Sulla cronaca e sui media si potrebbero versare fiumi di parole, così come sulle menzogne più o meno ben coperte, edulcorate che tentano di trasmetterci, con cui tentano d’avvelenarci.
A proposito del Male Stephen King, colui che ha reinventato il genere horror e che pone una particolare attenzione al Senso di quel che fa, se così possiamo dire, durante un’intervista afferma:
“Tendo a pensare che il male sia molto potente anche se alla lunga si rivela piuttosto stupido. Tendo a vedere il potere del bene in modo più sottile e in definitiva come la forza che ha più possibilità di trasformarsi, manifestarsi e dunque provocare un interesse più vero. L’interesse per il potere del male è più superficiale, ma sotto sotto è sciocco e alla lunga monotono – ed è questo il vero aspetto terrificante della questione. Come diceva Joseph Conrad «l’unico orrore è che non c’è orrore».”
Grazie a tutti.
A presto.
Enrico
Davvero stimolanti il modo e la scelta di questo post di ENRICO e di tutti gli interventi.Condivido la visione “catastofica del punto di svolta in atto per cui La luce si spegnerà da sè” e l’altra immagine del fiume sempre di ROSELLA.
Si,caro Enrico la sfida è trattare il male senza bruciarsi nè bruciare,attraversare gli inferi SENZA STANZIARCI NEI LORO GIRONI.
Questa è la vera arte di vivere che accomuna il letterato al più umile analfabeta e che vince la sfida :FARE DELLA PROPRIA VITA UN’OPERA D’ARTE per cui si perviene necessariamente a saper leggere con altri occhi e ad incarnare una nuova rivoluzionaria e pacifica visione.
Sento che questo nostro tempo insieme cosi’ bulimico e anoressico necessita di un sano e maturo periodo di DIGIUNO.
Spero, mi auguro e di cuore auguro che tutti coloro che sono in ricerca indirizzino il loro tempo per risanare tutte le relazioni ,curandone particolarmente l’AFFETTIVITA’,COME CERCATORI DI BENE ,anche dentro il MALE.
Allora la nostra PASQUA-PACE ci donera’ il frutto che chiede S.Bernardo a Maria,intercedendo per Dante,nel 33 del PARADISO.
Ancor ti priego regina,che puoi
ciò che tu vuoli,CHE CONSERVI SANI,
DOPO TANTO VEDER,LI AFFETTI SUOI.
Grazie a tutti.

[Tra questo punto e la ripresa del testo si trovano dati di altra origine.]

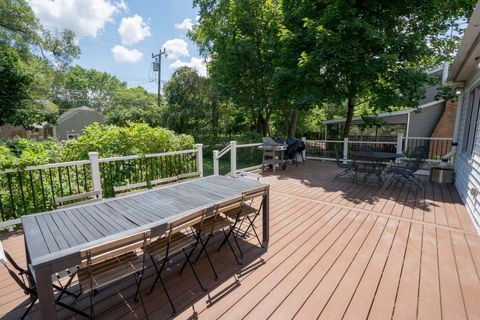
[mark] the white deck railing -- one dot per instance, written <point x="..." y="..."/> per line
<point x="41" y="188"/>
<point x="243" y="157"/>
<point x="326" y="149"/>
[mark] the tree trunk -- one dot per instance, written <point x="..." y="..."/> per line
<point x="262" y="125"/>
<point x="348" y="121"/>
<point x="292" y="126"/>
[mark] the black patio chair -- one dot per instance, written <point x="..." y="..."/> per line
<point x="25" y="279"/>
<point x="405" y="173"/>
<point x="347" y="168"/>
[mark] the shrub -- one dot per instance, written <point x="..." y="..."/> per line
<point x="136" y="138"/>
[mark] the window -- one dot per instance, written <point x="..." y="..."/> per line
<point x="471" y="121"/>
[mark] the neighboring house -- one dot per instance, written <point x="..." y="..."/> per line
<point x="72" y="123"/>
<point x="464" y="74"/>
<point x="415" y="122"/>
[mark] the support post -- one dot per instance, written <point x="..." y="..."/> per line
<point x="215" y="162"/>
<point x="304" y="152"/>
<point x="199" y="148"/>
<point x="345" y="150"/>
<point x="399" y="145"/>
<point x="233" y="158"/>
<point x="96" y="181"/>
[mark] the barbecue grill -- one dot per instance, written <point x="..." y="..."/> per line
<point x="273" y="153"/>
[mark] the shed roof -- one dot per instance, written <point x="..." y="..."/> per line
<point x="72" y="112"/>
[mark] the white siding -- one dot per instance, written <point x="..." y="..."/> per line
<point x="423" y="123"/>
<point x="467" y="167"/>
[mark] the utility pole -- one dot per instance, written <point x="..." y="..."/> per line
<point x="157" y="66"/>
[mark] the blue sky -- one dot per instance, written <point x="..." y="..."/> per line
<point x="120" y="36"/>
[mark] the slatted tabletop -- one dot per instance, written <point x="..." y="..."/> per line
<point x="54" y="239"/>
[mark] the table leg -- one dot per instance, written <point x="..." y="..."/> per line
<point x="266" y="219"/>
<point x="45" y="292"/>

Un abbraccio Giuseppina
Mi son destata pensando alla vita di Madre Teresa.
Non so se abbia mai perso tempo a descrivere il male.

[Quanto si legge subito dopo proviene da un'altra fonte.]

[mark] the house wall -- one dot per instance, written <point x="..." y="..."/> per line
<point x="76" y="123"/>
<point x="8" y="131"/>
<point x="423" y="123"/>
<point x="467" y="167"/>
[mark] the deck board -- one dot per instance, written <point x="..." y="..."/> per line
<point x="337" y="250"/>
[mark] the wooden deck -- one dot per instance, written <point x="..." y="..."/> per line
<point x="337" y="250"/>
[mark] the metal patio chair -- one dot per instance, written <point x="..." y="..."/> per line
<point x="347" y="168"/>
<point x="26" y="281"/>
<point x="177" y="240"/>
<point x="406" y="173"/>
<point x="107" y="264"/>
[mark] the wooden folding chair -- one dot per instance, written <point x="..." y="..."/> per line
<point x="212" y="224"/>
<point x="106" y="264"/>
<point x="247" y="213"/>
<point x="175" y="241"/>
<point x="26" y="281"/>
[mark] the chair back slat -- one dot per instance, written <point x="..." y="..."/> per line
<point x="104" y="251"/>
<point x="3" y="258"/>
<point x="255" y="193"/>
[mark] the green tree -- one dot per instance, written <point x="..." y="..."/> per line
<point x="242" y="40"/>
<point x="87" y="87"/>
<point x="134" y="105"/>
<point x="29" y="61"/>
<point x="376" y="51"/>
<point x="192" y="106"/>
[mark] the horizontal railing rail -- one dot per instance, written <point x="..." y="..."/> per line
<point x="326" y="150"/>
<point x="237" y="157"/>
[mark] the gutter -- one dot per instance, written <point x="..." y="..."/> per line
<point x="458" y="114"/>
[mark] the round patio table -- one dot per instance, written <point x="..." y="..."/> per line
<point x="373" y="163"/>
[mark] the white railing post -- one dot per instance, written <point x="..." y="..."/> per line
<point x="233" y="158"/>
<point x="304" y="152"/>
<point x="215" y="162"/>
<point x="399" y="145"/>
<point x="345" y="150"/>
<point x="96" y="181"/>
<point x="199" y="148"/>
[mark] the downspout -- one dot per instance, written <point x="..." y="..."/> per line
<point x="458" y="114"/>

Ritengo abbia ascoltato il grido di dolore di coloro che soffrivano e si sia rimboccata le maniche.
Il male non è così importante da essere descritto, lo si lascia alle tenebre, sarà la luce a farlo emergere dalla sua ombra per contrasto… contrastandolo?
Noi non facciamone un idolo
Penso che è solo perseverando nell’incarnazione del metodo iniziatico a cui aderiamo, che incontreremo la modalità con cui corrispondere nella nostra vita al quesito che hai posto.
Ritengo importante rimeditare attivamente e nella consapevolezza PERSONALMENTE i misteri della “Settimana Santa”
I Vangeli DELLA PASSIONE, sono LA BUONA NOVELLA, la modalità, con cui vien “descritto il male”…
ciao.
Un abbraccio e buona domenica
Rosella
Giuseppina e Rosella
Grazie a entrambe per le vostre parole e riflessioni.
Sì, il Male purtroppo esiste, ed è tanto, ed è forte, e ci tocca confrontarci con esso in qualche modo.
Forse la letteratura – di cui specificamente mi sono occupato nel post – può guardarlo in faccia senza restarne pietrificata, se appunto non indulge nella fascinazione del Male medesimo, se non se ne fa sedurre e se non “approfitta” di qualche scorciatoia ma va fino in fondo, con una “cattiveria” giusta e quasi santa.